Evra, bir adım geriledi bu sorulardan sonra. İlhan tarafından hiç anlaşılmamaktan bıkmıştı. Sadece kendi duygularıyla konuşabiliyordu, hiç kimsesi yoktu. Bu yaşadıklarını bir anda unutuvermek çok mu kolay olduğunu sanıyordu bu adam? Ellerini siyah saçlarının arasından geçirdi ve gözünün önünden çekti.

"Neden mi böyle davranıyorum? Ben düşmanım tarafından kaçırıldım, zorla alıkoyuldum, sonrada onunla evlenmeye mecbur bırakıldım. Babamın katilleriyle aynı çatı altında ömür boyu yaşamak zorundayım... Bunların hepsini kabul etmek kolay mı sanıyorsun?"

Genç adam başını öfkeyle iki yana çevirdi. Bir katil olarak görülmekten sıkılmıştı. Evra'nın onları babasının katilleri olarak görmesine artık bir dur demek istiyordu. "O geceyi hatırlıyorum, hatırlayamadığım kısımları da babam anlatmıştı. Toprak savaşı iki beyliği yeniden o gece sınırda buluşturdu... Kızılkararlılar, Şahranbolululara karşı... Zor bir çatışma olduğunu söylediler... İki beyliğin paylaşamadığı topraklar... Babam, sınırda iki beyin karşı karşıya geldiğini anlattı. Altay Şahranbolu, eğer o gece Cemal Kızılkara'yı öldürmeseydi kendi ölecekti. Birinden biri o gece ölecekti Evra... Senin baban ya da benim babam. Şans benim babamdan yanaydı o gece.-İlhan genç kızın ellerini tuttu ve simsiyah gözlerini onunkileriyle birleştirdi- O gece olanlardan dolayı beni suçlama Evra, kural böyle... İkisinden biri o gün çatışmada beyliği için kendi canından vazgeçecekti. Bizim evliliğimiz Evra, ağabeyin Celal ve benim kaderimi değiştirecek. İkimizden birinin bir gün çatışmada ölmesini engelleyecek. Artık vazgeç beni suçlamaktan, her şeyin sorumlusu benmişim gibi davranmayı bırak! Yoruldum artık, anlıyor musun? Sen bu zorluklarla savaşırken beni çok yoruyorsun... Ben bunları hak etmiyorum."

İlhan, gözleri yaşlarla dolan Evra'nın yanağına götürdü ellerini. Yüzünü avuçları arasına aldı ve ona iyice yaklaştı. "Bana artık nefretle bakmanı istemiyorum, bu beni daha da yoruyor."

"Ben..."

Genç adam işaret parmağını Evra'nın kırmızı dolgun dudağına götürdü. "Şşşttt. Lütfen Evra, beni anla."
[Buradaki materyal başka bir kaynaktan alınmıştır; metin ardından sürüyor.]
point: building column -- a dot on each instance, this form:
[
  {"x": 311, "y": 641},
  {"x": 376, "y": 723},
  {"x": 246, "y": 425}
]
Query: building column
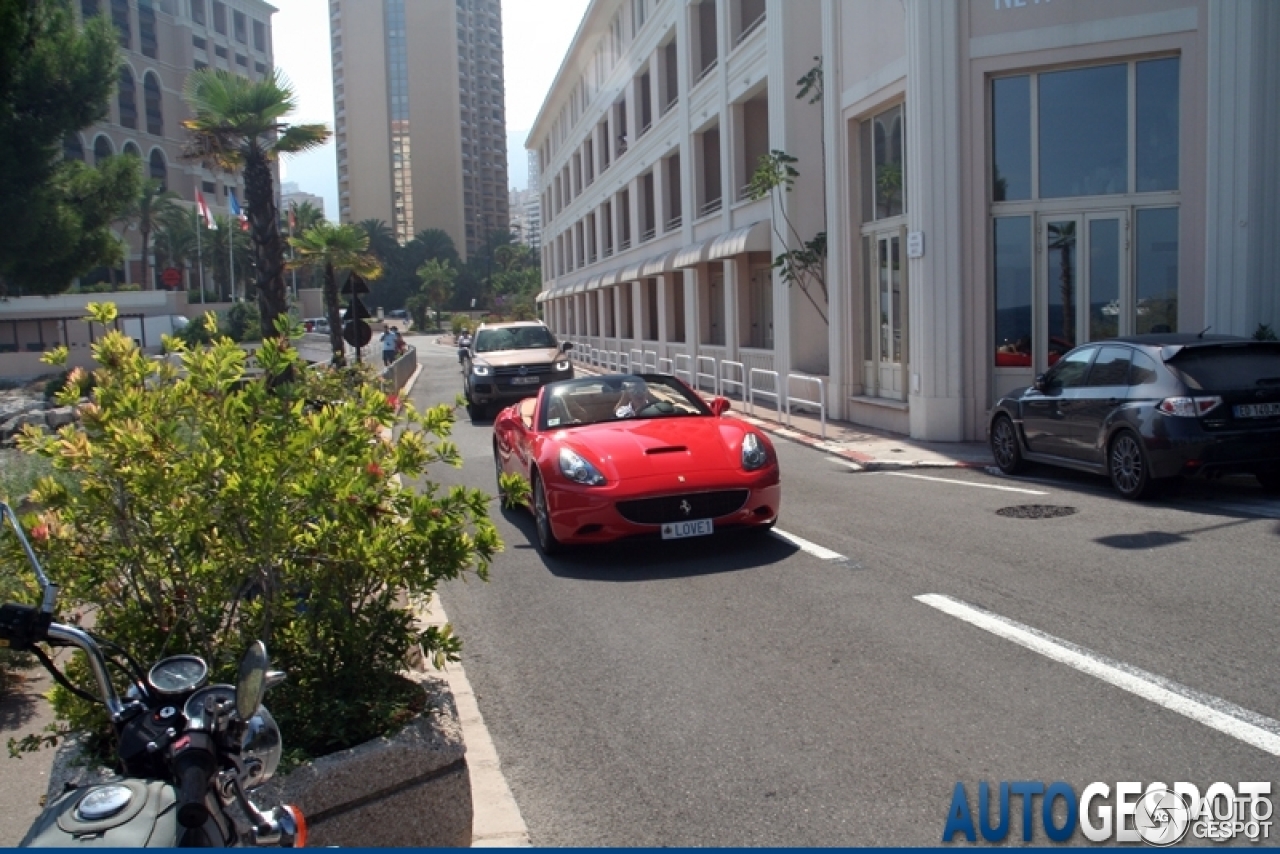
[{"x": 936, "y": 306}]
"Ben senden artık nefret etmiyorum. Ama her şeyi bir anda unutmamı bekleme benden, sende beni anla. Bana zaman tanı..."

"Görmüyor musun? Ben zaten sana zaman tanıyorum."

Evra, genç adamın gözlerine daha fazla bakmaya dayanamadı. Bakmaya cesareti yoktu. Eğer biraz daha onu dinleyecek olursa onu affedeceğini hissediyordu. Buna hazır değildi. Böyle bir şeyi ruhu istemiyordu. Bedeni her ne kadar ona yakın olmak için çırpınsa da ruhu kabullenmiyordu böyle bir birleşimi.

İlhan'ı öylece bırakarak kalenin arka kapısının içerisinden girdi. Duydukları onu derinden etkilemişti. O gece ona her zaman daha farklı anlatılmıştı. Şahranboluların babasını öldürdüğü gece her anlatıldığında yüreği parçalanıyordu. İlhan'ın anlattıklarına inanmak istiyordu. Onu artık suçlamak istemiyordu. Ama yinede elinde değildi, küçüklüğünden beri onlara karşı bu duygular içinde yetiştirilmişti. Bir anda bütün bunları aklından nasıl silebilirdi?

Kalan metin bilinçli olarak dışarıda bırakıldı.